The subtraction suppresses geometric noise in uniformly lit regions while preserving geometric precision at true illumination boundaries—producing features that balance local edge sharpness with global material consistency.

OmniSR

Geometric-semantic fusion

Concatenates or additively merges geometric and semantic features without explicit alignment. Under ambient or multi-source lighting, geometric noise from interreflections bleeds into semantic attention, causing boundary blurring and color artifacts near shadow edges.

PhaSR (GSRA)

Cross-modal differential rectification

Explicitly subtracts geometric attention from semantic attention with a learnable $\lambda$. This rectification gate lets the network adaptively weight geometric precision (high $\lambda$ at boundaries) vs. semantic stability (low $\lambda$ in smooth regions), achieving sharper boundary localization and cleaner reflectance recovery under complex indirect illumination.

Advantage 1

Ambient lighting generalization

OmniSR's fusion struggles with multi-source indirect illumination (Ambient6K: 23.01 dB). GSRA's modal decoupling reaches 23.32 dB on the same benchmark.

Advantage 2

Shadow boundary precision

Geometric attention is applied as a rectifier, not a fuser—preventing semantic over-smoothing at shadow edges, visible in intermediate feature maps (Fig. 2 & 17).

Advantage 3

Lower complexity

Despite richer prior integration, PhaSR achieves 55.6 G FLOPs vs. OmniSR's 78.3 G—32% fewer—thanks to the lightweight asymmetric decoder design.

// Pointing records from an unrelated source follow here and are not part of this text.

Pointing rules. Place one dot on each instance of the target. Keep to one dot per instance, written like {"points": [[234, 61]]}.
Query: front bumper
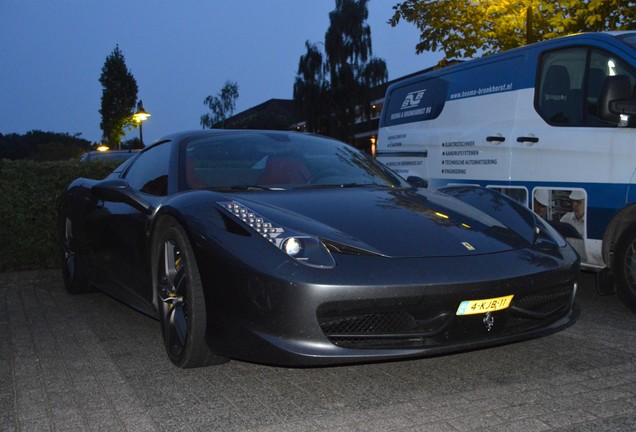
{"points": [[373, 308]]}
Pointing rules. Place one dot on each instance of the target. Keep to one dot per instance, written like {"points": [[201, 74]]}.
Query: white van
{"points": [[552, 125]]}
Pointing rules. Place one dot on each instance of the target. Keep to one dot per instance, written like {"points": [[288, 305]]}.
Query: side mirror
{"points": [[614, 104], [119, 191], [416, 181]]}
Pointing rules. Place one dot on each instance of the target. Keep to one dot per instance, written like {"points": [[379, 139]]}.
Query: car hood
{"points": [[392, 222]]}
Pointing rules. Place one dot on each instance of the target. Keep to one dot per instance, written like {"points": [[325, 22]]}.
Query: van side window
{"points": [[561, 87], [570, 84]]}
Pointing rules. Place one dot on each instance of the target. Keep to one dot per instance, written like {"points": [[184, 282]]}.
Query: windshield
{"points": [[254, 160], [629, 39]]}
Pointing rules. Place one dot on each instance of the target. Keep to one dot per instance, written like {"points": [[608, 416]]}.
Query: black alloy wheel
{"points": [[181, 301]]}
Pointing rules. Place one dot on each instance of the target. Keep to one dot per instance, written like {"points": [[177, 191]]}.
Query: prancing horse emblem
{"points": [[489, 321]]}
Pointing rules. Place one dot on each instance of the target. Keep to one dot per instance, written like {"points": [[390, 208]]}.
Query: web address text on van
{"points": [[482, 91]]}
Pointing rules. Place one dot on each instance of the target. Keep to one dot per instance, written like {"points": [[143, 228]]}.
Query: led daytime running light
{"points": [[255, 221]]}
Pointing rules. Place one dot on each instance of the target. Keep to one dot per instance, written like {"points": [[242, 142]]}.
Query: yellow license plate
{"points": [[473, 307]]}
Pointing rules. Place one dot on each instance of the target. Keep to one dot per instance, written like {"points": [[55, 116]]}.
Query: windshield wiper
{"points": [[245, 188], [338, 185]]}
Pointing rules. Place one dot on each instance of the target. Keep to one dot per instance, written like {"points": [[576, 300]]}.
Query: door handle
{"points": [[529, 140], [495, 138]]}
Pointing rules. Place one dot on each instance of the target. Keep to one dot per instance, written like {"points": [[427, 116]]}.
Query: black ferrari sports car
{"points": [[292, 249]]}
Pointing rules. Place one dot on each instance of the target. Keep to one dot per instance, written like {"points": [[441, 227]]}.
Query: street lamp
{"points": [[139, 117]]}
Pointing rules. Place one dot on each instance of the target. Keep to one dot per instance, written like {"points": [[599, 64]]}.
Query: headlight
{"points": [[306, 249]]}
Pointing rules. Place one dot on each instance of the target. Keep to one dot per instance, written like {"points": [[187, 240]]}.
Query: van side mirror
{"points": [[614, 103], [416, 181]]}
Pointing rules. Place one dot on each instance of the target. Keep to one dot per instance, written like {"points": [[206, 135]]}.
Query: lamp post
{"points": [[139, 117]]}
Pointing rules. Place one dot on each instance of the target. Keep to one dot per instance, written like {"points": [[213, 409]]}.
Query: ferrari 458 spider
{"points": [[292, 249]]}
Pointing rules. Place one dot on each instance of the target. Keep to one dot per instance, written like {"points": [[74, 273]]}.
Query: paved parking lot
{"points": [[86, 362]]}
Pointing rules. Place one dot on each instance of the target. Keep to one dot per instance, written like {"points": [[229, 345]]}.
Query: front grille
{"points": [[382, 329], [411, 324]]}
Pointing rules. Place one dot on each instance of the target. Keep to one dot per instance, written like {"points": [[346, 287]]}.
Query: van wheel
{"points": [[625, 268]]}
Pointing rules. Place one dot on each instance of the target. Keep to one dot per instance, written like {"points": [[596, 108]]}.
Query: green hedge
{"points": [[29, 192]]}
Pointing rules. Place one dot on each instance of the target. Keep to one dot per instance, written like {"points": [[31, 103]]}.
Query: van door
{"points": [[566, 152], [470, 141]]}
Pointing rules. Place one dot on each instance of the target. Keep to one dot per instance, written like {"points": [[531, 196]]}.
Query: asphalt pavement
{"points": [[87, 362]]}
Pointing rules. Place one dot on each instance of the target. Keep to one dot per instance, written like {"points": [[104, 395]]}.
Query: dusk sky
{"points": [[52, 53]]}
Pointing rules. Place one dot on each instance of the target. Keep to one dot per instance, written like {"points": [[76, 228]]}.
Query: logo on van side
{"points": [[413, 99]]}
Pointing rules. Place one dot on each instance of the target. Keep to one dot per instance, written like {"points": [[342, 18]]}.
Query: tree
{"points": [[310, 88], [119, 97], [463, 28], [222, 106], [332, 89]]}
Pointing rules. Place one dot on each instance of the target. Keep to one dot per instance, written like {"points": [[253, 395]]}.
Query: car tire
{"points": [[180, 298], [625, 268], [73, 267]]}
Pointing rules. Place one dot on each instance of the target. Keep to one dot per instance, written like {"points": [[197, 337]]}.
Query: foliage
{"points": [[330, 90], [28, 209], [39, 145], [464, 28], [310, 88], [119, 97], [222, 106]]}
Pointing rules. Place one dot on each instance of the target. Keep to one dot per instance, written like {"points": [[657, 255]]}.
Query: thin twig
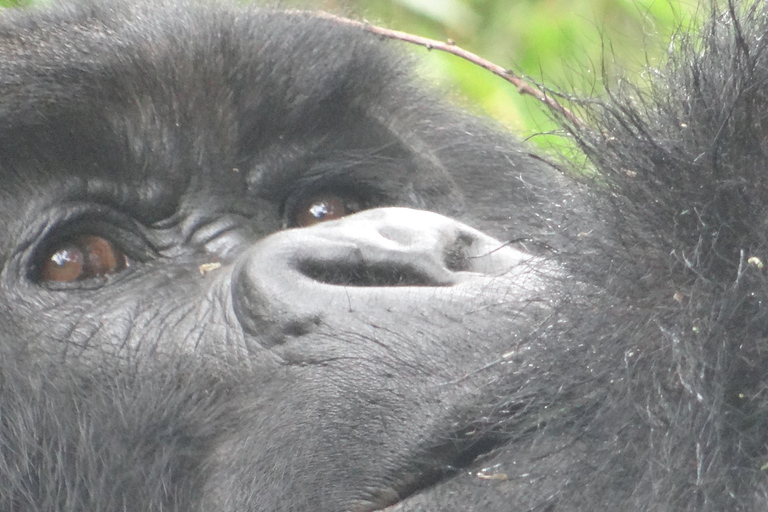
{"points": [[522, 86]]}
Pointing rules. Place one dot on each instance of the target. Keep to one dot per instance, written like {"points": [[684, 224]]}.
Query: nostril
{"points": [[363, 274], [456, 255]]}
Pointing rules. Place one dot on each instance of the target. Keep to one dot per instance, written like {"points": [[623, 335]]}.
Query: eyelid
{"points": [[121, 231]]}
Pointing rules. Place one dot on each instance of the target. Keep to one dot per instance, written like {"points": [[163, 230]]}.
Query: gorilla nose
{"points": [[288, 281]]}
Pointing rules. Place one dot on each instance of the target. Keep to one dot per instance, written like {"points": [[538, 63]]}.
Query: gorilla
{"points": [[232, 279]]}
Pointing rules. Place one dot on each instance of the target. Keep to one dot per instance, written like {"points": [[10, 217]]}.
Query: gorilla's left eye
{"points": [[82, 257], [321, 207]]}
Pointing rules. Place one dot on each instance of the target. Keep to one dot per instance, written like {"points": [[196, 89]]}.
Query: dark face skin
{"points": [[248, 264], [221, 288]]}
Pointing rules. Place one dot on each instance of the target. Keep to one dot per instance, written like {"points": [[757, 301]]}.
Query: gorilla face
{"points": [[220, 286], [231, 279]]}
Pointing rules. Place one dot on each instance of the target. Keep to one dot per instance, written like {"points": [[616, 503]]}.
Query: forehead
{"points": [[112, 87]]}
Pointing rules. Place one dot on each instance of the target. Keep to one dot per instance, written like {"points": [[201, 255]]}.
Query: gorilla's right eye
{"points": [[322, 207], [82, 257]]}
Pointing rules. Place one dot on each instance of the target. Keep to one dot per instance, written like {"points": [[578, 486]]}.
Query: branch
{"points": [[522, 86]]}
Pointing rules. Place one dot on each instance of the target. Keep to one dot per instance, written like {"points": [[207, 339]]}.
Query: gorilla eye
{"points": [[80, 258], [322, 207]]}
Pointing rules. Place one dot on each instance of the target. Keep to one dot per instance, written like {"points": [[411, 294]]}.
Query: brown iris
{"points": [[82, 257]]}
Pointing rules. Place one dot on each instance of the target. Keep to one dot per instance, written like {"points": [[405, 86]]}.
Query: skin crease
{"points": [[475, 331]]}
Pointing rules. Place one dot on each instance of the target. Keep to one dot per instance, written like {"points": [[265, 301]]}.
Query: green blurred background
{"points": [[569, 44]]}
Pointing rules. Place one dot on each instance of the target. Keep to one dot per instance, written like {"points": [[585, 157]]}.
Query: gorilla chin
{"points": [[232, 279]]}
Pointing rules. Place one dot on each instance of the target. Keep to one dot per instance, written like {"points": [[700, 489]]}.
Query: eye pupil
{"points": [[81, 258], [320, 208]]}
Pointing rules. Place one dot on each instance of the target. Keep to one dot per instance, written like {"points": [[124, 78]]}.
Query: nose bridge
{"points": [[288, 282]]}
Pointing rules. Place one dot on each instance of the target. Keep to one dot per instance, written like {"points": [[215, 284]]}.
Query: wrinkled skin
{"points": [[178, 333]]}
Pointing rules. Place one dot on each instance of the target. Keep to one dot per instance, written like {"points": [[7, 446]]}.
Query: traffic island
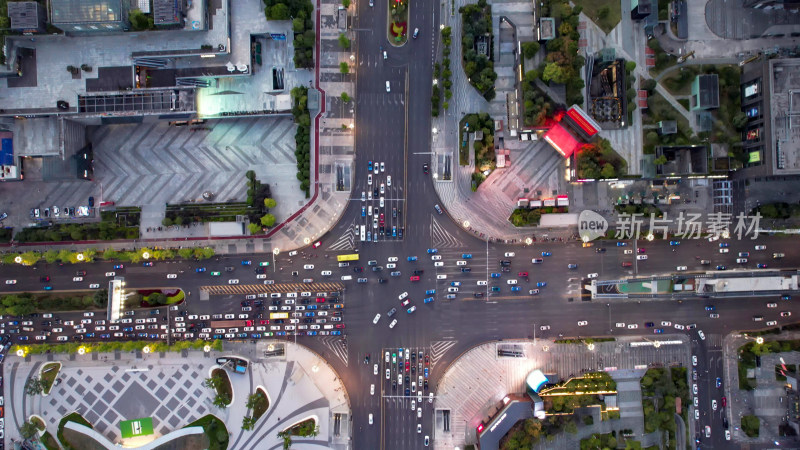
{"points": [[397, 22]]}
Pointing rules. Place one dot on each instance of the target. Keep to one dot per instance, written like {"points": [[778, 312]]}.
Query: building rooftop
{"points": [[23, 15], [79, 11], [785, 113]]}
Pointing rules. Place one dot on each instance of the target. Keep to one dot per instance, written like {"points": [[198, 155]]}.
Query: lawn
{"points": [[49, 374], [605, 13]]}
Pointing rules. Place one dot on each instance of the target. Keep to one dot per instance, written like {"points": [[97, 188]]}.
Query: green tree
{"points": [[139, 20], [28, 430], [34, 386], [268, 220], [343, 41], [529, 49]]}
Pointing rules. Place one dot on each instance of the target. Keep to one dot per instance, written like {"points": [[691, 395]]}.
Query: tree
{"points": [[529, 49], [343, 41], [139, 20], [28, 430], [268, 220], [34, 386]]}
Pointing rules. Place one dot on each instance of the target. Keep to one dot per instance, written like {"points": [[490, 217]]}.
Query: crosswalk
{"points": [[229, 289], [337, 345], [347, 241], [441, 238], [439, 348]]}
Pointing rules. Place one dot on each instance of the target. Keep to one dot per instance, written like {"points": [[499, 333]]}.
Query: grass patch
{"points": [[49, 374], [605, 13], [262, 404], [215, 431], [72, 417], [49, 441]]}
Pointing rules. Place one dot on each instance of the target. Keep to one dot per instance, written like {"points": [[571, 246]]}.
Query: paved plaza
{"points": [[108, 388], [473, 385]]}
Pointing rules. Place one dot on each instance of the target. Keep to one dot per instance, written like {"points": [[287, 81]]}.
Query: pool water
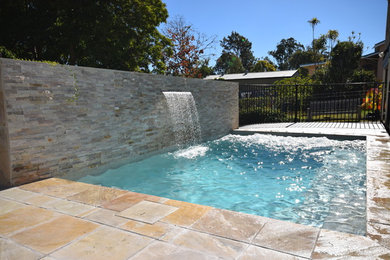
{"points": [[309, 180]]}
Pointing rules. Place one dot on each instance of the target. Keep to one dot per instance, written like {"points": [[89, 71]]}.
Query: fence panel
{"points": [[351, 102]]}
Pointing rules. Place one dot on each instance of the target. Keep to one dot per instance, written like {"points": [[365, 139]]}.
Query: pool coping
{"points": [[181, 229]]}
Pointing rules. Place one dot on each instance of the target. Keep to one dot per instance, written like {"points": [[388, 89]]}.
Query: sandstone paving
{"points": [[105, 216], [156, 230], [186, 215], [9, 205], [17, 194], [256, 253], [96, 195], [68, 207], [11, 250], [22, 218], [164, 251], [52, 235], [129, 199], [209, 244], [379, 233], [57, 187], [290, 238], [146, 211], [40, 200], [104, 243], [332, 244], [230, 224]]}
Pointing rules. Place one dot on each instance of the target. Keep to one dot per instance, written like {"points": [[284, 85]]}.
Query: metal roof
{"points": [[255, 75]]}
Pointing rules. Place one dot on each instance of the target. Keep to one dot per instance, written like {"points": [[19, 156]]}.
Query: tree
{"points": [[263, 65], [120, 34], [345, 58], [188, 49], [332, 36], [313, 22], [228, 63], [240, 47], [284, 51]]}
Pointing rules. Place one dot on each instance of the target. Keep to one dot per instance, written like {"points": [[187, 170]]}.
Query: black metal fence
{"points": [[350, 102]]}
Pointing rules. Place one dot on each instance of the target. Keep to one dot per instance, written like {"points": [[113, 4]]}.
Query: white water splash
{"points": [[184, 117], [191, 152]]}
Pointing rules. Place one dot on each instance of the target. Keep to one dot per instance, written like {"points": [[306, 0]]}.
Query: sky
{"points": [[266, 22]]}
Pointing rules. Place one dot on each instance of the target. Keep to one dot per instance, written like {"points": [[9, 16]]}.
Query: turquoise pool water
{"points": [[314, 181]]}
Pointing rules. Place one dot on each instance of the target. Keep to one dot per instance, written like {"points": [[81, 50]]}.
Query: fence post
{"points": [[296, 104], [359, 112]]}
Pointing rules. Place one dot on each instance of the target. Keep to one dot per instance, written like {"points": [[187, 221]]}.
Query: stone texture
{"points": [[107, 217], [104, 243], [379, 233], [164, 251], [10, 250], [230, 224], [156, 230], [9, 205], [49, 236], [255, 253], [17, 194], [57, 187], [147, 211], [129, 199], [332, 244], [63, 119], [97, 195], [221, 247], [68, 207], [186, 215], [287, 237], [22, 218]]}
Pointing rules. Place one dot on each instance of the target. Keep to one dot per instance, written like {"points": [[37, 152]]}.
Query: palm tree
{"points": [[332, 35], [313, 22]]}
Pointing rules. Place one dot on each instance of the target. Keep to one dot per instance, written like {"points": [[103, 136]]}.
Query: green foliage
{"points": [[241, 47], [263, 65], [228, 63], [120, 34], [188, 49], [5, 53], [345, 58], [362, 76], [284, 51], [249, 114]]}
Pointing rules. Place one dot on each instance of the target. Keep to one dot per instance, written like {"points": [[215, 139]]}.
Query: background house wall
{"points": [[58, 119]]}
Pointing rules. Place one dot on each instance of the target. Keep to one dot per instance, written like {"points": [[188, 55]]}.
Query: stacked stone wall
{"points": [[57, 119]]}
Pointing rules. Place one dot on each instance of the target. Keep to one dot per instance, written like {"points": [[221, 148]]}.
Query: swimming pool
{"points": [[309, 180]]}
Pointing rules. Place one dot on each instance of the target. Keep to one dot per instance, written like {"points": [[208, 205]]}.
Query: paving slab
{"points": [[146, 211], [156, 230], [68, 207], [332, 244], [288, 237], [209, 244], [105, 216], [57, 187], [9, 205], [47, 237], [22, 218], [256, 253], [186, 215], [129, 199], [17, 194], [230, 224], [104, 243], [96, 195], [164, 251], [11, 250]]}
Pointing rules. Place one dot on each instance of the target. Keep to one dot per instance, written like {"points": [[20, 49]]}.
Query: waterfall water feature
{"points": [[184, 117]]}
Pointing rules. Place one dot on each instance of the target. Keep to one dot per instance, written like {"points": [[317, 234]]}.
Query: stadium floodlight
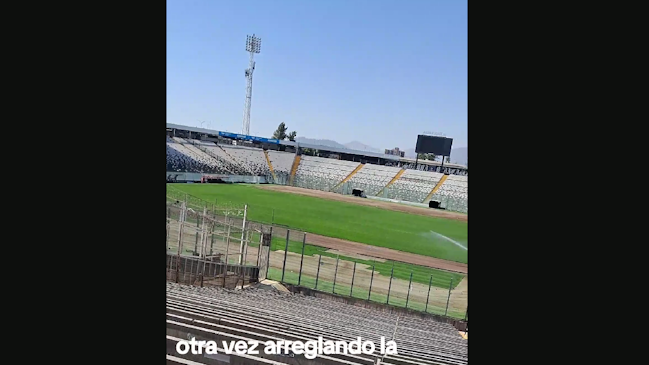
{"points": [[253, 45]]}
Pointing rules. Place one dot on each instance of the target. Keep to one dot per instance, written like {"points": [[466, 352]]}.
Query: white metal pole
{"points": [[243, 231]]}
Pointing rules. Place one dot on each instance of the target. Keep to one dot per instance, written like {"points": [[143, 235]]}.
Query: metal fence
{"points": [[209, 247], [224, 248], [293, 261]]}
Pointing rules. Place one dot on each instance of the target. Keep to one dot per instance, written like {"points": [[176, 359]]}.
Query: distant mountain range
{"points": [[458, 155]]}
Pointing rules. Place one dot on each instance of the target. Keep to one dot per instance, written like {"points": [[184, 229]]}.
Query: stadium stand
{"points": [[454, 191], [282, 161], [326, 174], [263, 315], [252, 158], [180, 158], [372, 178], [322, 173], [413, 185]]}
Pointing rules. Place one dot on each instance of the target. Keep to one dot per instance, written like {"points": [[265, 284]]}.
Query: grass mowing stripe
{"points": [[369, 225]]}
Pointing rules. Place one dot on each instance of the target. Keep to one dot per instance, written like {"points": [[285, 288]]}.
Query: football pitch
{"points": [[428, 236]]}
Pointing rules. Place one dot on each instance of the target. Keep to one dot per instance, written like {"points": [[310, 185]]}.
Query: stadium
{"points": [[272, 239]]}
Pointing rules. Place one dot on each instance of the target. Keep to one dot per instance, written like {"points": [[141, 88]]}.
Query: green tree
{"points": [[280, 132]]}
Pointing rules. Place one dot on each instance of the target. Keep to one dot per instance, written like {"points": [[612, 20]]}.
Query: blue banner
{"points": [[248, 138]]}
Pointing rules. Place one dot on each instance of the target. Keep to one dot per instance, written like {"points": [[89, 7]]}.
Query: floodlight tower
{"points": [[253, 45]]}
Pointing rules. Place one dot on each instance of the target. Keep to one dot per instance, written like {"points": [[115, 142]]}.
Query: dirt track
{"points": [[379, 252], [343, 273]]}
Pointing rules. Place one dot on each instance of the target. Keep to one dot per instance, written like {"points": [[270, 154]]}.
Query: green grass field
{"points": [[420, 274], [378, 227]]}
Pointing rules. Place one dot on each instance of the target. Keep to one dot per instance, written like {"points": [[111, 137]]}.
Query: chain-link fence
{"points": [[210, 244], [293, 261], [209, 247]]}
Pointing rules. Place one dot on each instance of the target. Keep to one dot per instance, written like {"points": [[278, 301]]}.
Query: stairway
{"points": [[437, 186]]}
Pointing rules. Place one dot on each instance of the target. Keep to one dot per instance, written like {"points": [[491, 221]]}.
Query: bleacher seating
{"points": [[413, 185], [263, 315], [322, 173], [253, 158], [282, 161], [372, 178], [454, 193], [326, 174]]}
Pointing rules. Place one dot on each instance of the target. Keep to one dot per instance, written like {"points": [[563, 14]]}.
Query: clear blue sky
{"points": [[376, 71]]}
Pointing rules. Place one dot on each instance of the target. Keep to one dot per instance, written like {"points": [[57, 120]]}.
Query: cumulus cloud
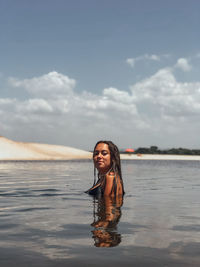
{"points": [[158, 105], [183, 64], [133, 61]]}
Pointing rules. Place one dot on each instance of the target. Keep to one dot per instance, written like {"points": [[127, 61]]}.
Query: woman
{"points": [[106, 160]]}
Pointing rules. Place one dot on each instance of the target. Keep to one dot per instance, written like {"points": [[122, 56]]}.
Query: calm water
{"points": [[46, 219]]}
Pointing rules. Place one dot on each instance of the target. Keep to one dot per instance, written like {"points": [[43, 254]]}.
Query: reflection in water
{"points": [[107, 213]]}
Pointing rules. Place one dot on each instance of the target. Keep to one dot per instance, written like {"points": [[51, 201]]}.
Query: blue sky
{"points": [[73, 72]]}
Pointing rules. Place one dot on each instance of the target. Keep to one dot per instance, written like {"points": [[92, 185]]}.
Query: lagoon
{"points": [[46, 219]]}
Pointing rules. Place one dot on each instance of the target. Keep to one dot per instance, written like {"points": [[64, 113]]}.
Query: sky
{"points": [[73, 72]]}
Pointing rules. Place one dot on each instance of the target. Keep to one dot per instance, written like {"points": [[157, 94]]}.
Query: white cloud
{"points": [[49, 85], [156, 106], [183, 64], [133, 61]]}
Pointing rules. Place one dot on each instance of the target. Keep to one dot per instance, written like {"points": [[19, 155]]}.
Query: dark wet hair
{"points": [[115, 161]]}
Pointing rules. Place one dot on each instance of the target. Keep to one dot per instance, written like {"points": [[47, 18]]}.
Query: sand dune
{"points": [[11, 150]]}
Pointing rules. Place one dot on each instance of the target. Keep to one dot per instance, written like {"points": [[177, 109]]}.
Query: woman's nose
{"points": [[99, 155]]}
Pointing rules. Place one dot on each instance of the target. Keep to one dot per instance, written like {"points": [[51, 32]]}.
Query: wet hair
{"points": [[115, 162]]}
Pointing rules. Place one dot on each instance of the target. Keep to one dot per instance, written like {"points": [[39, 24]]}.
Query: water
{"points": [[46, 219]]}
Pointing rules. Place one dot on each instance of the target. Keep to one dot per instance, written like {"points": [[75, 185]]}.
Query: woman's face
{"points": [[102, 158]]}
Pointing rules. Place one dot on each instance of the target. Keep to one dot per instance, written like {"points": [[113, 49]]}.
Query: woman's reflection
{"points": [[107, 213]]}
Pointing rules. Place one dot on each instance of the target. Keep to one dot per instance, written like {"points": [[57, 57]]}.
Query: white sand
{"points": [[157, 157], [11, 150]]}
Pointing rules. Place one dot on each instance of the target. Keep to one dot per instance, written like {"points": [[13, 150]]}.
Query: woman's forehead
{"points": [[102, 146]]}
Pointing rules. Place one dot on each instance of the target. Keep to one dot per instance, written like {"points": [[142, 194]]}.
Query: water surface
{"points": [[46, 219]]}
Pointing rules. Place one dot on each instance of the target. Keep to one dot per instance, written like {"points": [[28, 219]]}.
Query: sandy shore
{"points": [[11, 150], [158, 157]]}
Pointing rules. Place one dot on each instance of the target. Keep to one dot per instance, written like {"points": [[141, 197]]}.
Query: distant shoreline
{"points": [[122, 156], [158, 157]]}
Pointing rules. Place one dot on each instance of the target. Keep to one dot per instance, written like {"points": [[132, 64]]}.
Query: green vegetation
{"points": [[171, 151]]}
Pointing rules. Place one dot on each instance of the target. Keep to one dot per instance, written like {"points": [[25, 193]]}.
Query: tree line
{"points": [[171, 151]]}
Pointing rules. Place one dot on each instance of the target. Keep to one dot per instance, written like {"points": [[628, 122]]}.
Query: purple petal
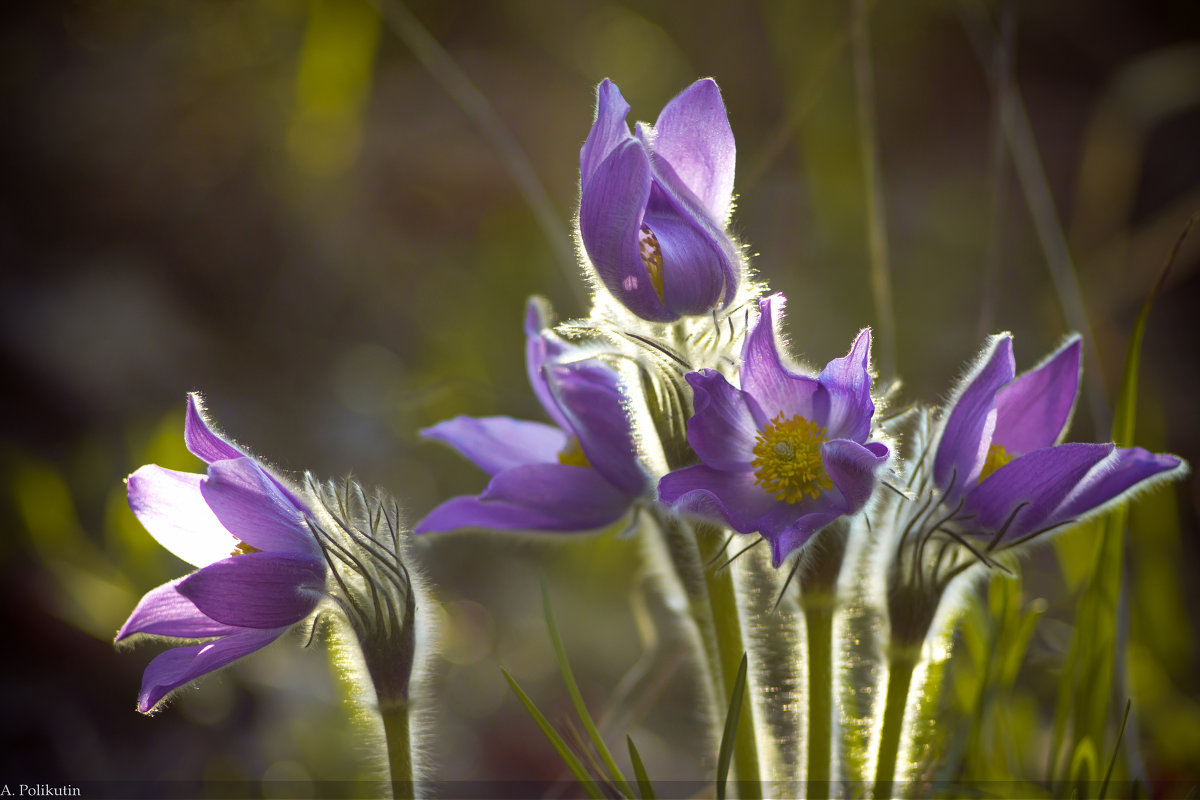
{"points": [[729, 495], [1041, 480], [1032, 411], [607, 131], [165, 612], [199, 437], [1125, 469], [763, 376], [588, 396], [853, 468], [697, 272], [535, 497], [543, 347], [499, 443], [612, 206], [967, 433], [694, 136], [172, 507], [255, 510], [847, 384], [172, 669], [259, 590], [723, 431]]}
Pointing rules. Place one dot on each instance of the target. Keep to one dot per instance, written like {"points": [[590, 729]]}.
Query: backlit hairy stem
{"points": [[400, 750], [901, 665], [819, 625], [730, 647]]}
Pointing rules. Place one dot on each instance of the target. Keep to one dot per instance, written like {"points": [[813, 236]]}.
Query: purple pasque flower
{"points": [[262, 570], [653, 204], [999, 463], [786, 453], [581, 473]]}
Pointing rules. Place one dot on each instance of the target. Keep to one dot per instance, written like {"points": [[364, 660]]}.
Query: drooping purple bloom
{"points": [[581, 473], [786, 453], [654, 204], [261, 571], [999, 463]]}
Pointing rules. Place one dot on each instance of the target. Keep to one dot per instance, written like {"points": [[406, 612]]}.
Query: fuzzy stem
{"points": [[900, 668], [819, 625], [399, 743], [730, 647]]}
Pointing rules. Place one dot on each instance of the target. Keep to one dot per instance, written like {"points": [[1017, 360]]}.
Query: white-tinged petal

🎬 Physically Aligned Normalization (PAN) — Distribution Visualization

PAN is a parameter-free preprocessing module that corrects illumination before any learned feature extraction. The animation below illustrates how PAN decomposes the input pixel intensity distribution, identifies shadow pixels as outliers on the distribution tail, and recombines the components so that those outliers are pulled back into the normal range— effectively suppressing shadows without a single trainable weight.

Step 1

Gray-world normalization

$$\mathbf{I}_\text{norm} = \mathbf{I} \cdot \frac{\mathbb{E}[\mathbf{I}]}{\mathbb{E}_c[\mathbf{I}] + \varepsilon}$$

Balances per-channel means to remove color cast from the illuminant (warm indoor / cool daylight), centering the distribution.

Step 2

Log-domain Retinex decomposition

$$\log \hat{S} = \mathbb{E}_{H,W}[\log(\mathbf{I}_\text{norm} + \varepsilon)]$$$$\log \hat{R} = \log(\mathbf{I}_\text{norm} + \varepsilon) - \log \hat{S}$$

Separates global illumination $\hat{S}$ from surface reflectance $\hat{R}$ via additive log-space decomposition. Shadow pixels become extreme outliers in the $\hat{R}$ distribution tail.

Step 3

Recombination & range normalization

$$\hat{I} = \frac{\hat{R} \otimes \hat{S} - \min(\hat{R} \otimes \hat{S})}{\max(\hat{R} \otimes \hat{S}) - \min(\hat{R} \otimes \hat{S}) + \varepsilon}$$

Recombines components and applies min-max normalization. Outlier pixels on the distribution tail are pulled back into the valid radiometric range, suppressing shadow artifacts.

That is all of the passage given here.